Since the Z-X profile of the blade is not necessarily constant along the Y axis, the movement of the shoe in the Z direction during each pass of the blade in the X direction will not necessarily be the same as the movement during the previous pass. If a computer program is being used to control the Z movement of the shoe, a new set of points or instructions may be required.
This process is repeated until the turbine blade has fully traversed the shoe in the X and Y directions. The process results in a series of steps approximating curves in the planes parallel to the Z-Y plane (See FIGS. 1 and 3). These steps approximate the curves to be obtained in planes parallel to the Z-Y plane by a number of points between which the shoe polishes a relatively flat surface of the blade (See FIG. 3). Normally, anywhere between 400-600 points are needed to define an approximate curve in a Z-Y plane. The number of points or steps permitted is actually limited by the mechanical devices used. The movable platform and shoe positions are controlled by servo motors which are limited by their acceleration in the number of times they can be started and stopped in a given distance.
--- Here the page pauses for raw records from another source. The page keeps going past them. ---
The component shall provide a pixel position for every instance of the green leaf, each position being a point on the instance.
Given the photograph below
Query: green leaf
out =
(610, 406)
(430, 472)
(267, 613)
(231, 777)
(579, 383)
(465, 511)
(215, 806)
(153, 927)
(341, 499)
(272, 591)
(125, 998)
Thus, when sanding with the belt sander is completed, the surface of the curves in the Z-Y planes are approximate, being a series of flat surfaces rather than a continuously curving surface. Depending on the number of points or steps used, further hand sanding may be required. The hand sanding is quite tedious requiring the use of guillotine gauges and constant reference to a table of measurements.
Moreover, the known methods and apparatuses for polishing turbine blades have no way of incorporating a full rational movement of the turbine blade about the X axis while sanding. Only one side of the turbine blade may be sanded and the blade must then be re-mounted to sand the other side. Thus, the belt sanding methods and apparatuses currently known, do not allow for completely automated production of turbine blades, but require several manual operations including tedious manual finishing in order to smooth out the complex surface of the blade.